Like all truly great literature, the Encyclopedia rests upon a vision, in this case one of humankind never having to compose a letter again, and it gives the reader general principles to guide him or her through life (avoid the words death, died, and killed). Also like great literature, it raises moral questions: Is it right to present another person's words as my own, even if I paid $16 for them? Finally (here's the science fiction part) it conjures the possibility of a world transformed--a world in which computers loaded with the Lifetime Encyclopedia's letters are automatically set to natter back and forth to each other, consoling, arguing, apologizing, wheedling, buying and selling, all without any spark of human feeling. That's just like some families I know, minus holiday dinners.

This work of art, however, could use improvement, so I would suggest a third expanded edition. Comprehensive as the Lifetime Encyclopedia is, it omits certain crucial kinds of human experience that a revised edition should include. There are no entries for groveling, lying to children about the fate of pets ("Fluffy went to see friends in Iowa"), blaming someone else, obfuscation, whining, or rationalizing incompetence. If it is genuinely going to be a lifetime encyclopedia, it will also have to take age and gender into account better than it presently does. It mostly assumes a unisex author when we all know men and women often take different approaches to writing letters, just as young people and old people do. Here are some suggested opening lines for the next edition:

Birthdays, by increasing age of sender:

"I'm sorry I forgot your birthday, grandma."
   "Happy belated birthday. I've been studying so hard the date just kind of blew by."
   "Happy birthday. The day you were born was the happiest of my life, and it was for your father, too, before he...."
   "Did I have a birthday?"

Excuses, making, by age of sender:

"I know how much you and dad were looking forward to my graduation, but a few things slipped my mind this semester."
   "That wine was excellent and it's probably the reason I said those things about your wife."
   "They say there is no fool like an old fool. Unlike your mother, I act my age."

Passive/aggressive letter, mother:

"Of course, I will do what you want. I have always been there for you from the day of your very painful birth."
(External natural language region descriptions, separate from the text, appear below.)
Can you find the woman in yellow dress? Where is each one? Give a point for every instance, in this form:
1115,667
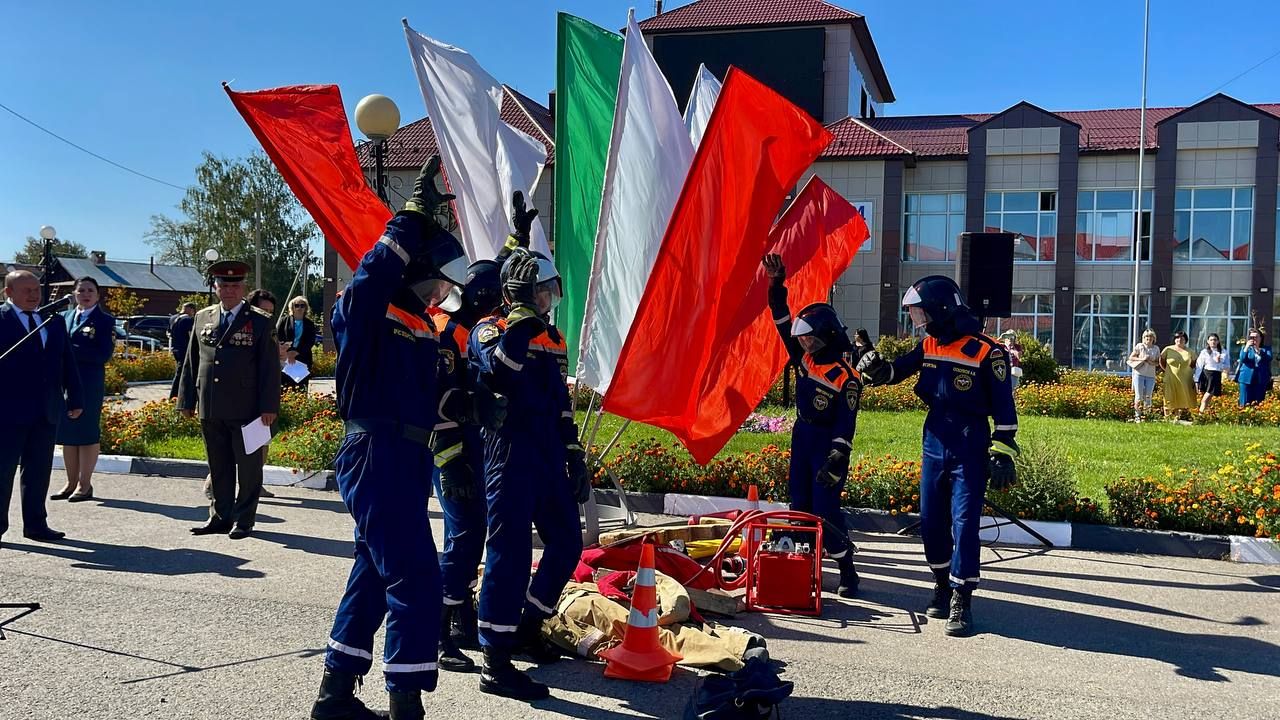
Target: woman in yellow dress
1179,365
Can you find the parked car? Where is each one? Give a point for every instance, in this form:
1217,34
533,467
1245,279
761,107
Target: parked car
149,326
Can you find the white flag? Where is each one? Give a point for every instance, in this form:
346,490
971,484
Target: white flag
484,158
702,101
649,156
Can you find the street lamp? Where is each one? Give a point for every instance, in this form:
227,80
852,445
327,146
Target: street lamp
46,263
378,117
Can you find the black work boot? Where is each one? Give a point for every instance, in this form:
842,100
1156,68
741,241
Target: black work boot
407,706
960,621
451,657
465,633
499,677
337,698
848,575
940,606
530,642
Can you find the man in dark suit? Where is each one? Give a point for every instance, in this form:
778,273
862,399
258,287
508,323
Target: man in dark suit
231,376
39,383
179,338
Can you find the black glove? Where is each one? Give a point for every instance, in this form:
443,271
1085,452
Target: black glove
835,469
521,219
579,477
775,269
1001,472
521,281
489,409
457,481
426,199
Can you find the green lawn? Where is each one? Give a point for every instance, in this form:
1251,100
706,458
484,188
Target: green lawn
1100,450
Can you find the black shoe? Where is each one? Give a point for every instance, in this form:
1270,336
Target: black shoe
530,643
44,534
465,633
960,621
407,706
211,528
337,698
848,577
501,678
451,657
940,605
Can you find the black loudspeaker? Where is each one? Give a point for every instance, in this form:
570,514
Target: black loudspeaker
984,270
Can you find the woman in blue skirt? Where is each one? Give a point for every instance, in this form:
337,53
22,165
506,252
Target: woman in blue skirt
92,333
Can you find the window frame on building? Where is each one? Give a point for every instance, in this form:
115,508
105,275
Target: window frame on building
1046,247
1185,199
1095,313
954,218
1087,212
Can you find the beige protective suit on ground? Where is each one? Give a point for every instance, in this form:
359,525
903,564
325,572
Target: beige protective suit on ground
588,623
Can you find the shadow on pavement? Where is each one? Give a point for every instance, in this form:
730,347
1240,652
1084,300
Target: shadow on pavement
144,560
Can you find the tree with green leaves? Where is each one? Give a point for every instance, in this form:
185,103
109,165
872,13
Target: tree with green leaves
33,250
236,204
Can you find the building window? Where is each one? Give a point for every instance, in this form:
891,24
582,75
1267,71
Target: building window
1029,214
1033,314
1101,331
1198,315
1214,223
1106,222
933,222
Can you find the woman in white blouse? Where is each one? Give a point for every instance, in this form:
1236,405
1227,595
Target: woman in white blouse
1210,367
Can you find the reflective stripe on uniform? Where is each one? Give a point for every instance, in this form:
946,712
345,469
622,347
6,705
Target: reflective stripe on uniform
643,619
351,651
408,668
394,247
538,604
508,361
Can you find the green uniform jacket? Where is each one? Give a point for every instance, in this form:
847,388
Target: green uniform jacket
234,376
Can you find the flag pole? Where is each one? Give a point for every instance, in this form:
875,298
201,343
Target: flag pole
1142,151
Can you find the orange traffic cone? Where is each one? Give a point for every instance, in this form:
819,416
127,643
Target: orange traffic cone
640,657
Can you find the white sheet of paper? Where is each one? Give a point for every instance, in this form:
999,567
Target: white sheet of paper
256,434
296,370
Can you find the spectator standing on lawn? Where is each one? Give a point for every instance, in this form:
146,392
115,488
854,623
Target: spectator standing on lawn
1212,361
1144,361
1179,365
92,337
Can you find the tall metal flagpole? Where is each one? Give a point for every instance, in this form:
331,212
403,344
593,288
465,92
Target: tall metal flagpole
1142,153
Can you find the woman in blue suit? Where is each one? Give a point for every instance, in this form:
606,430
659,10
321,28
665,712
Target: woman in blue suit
1255,369
92,336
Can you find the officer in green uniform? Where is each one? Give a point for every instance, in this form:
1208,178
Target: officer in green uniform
231,377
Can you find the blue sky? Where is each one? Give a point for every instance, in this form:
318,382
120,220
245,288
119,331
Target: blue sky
138,82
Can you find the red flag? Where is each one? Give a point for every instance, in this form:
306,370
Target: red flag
304,130
755,147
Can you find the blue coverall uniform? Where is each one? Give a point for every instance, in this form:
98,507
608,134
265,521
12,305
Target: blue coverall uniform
526,479
963,382
383,469
827,401
457,442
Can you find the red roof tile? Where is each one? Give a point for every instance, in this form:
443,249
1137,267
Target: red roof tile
709,14
1101,131
411,145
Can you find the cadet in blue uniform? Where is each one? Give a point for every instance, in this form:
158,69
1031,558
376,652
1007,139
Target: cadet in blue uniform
535,472
828,392
384,463
964,381
458,474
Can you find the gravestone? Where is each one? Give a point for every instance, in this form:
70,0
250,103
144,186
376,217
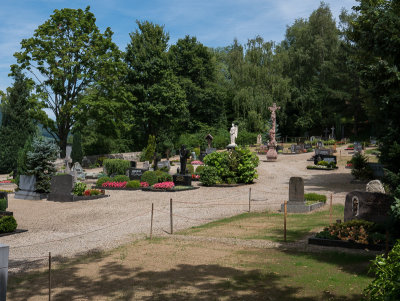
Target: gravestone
27,188
375,186
78,171
296,189
61,188
4,251
135,173
296,203
370,206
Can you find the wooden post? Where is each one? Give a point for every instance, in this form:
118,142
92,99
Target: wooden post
151,220
284,221
49,276
249,198
330,210
170,216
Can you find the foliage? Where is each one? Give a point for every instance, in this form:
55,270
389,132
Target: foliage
199,169
7,224
116,166
209,176
79,188
163,176
361,169
237,166
149,177
159,101
40,162
315,197
133,184
386,285
120,178
66,52
3,204
17,110
77,153
102,180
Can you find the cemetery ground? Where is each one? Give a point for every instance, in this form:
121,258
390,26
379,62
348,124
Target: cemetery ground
225,259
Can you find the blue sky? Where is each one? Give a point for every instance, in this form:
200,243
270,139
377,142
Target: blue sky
214,23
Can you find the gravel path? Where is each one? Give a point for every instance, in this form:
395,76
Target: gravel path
68,229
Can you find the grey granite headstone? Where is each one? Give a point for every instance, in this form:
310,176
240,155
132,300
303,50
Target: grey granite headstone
61,188
4,251
27,188
369,206
296,189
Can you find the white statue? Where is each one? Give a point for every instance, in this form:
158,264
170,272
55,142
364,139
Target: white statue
234,132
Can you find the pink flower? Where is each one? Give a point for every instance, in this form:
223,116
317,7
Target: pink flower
164,185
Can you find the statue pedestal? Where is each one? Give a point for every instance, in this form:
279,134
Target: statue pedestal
272,155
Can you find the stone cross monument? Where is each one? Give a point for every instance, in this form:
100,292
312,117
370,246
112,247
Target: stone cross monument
272,155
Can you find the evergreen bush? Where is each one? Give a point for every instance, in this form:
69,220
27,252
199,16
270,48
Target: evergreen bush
150,177
7,224
116,166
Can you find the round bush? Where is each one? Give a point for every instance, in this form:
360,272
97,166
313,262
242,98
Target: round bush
102,180
120,178
150,177
209,176
163,176
7,224
199,169
133,184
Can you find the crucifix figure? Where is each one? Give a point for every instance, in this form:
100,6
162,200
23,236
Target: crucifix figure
272,155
Passive/aggressive letter, father (complete text):

"Check enclosed. Again."

The Lifetime Encyclopedia's most striking omission is its failure to follow where its own millennial, sci-fi vision leads. There are no letters computers might send to each other, addressing their concerns, successes, failures, and life experiences. As one author to another, here are my suggestions for a few opening sentences to redress that flaw. Mr. Meyer is free to plagiarize them:

"We never really communicate with each other. You're a Mac and I'm a PC."
   "It's a beta relationship until the real thing comes along."
   "Don't you hate it when they put their greasy fingers on our keyboards and try to make us do what they want?"
   "It's a terrible world when you practice safe interface and still get a virus."
   "Even a software upgrade isn't going to help her."
   "Just send him error messages and he'll go away."
   "Bill Gates made me do it."
   "Help! My memory is failing." (Last two letters also available for human use.)

As millennial visions go, there are worse ones than computers endlessly chattering and humans not writing letters. Some of us already put that vision into practice. They are called "children."

"Guido Veloce" is a Johns Hopkins University professor.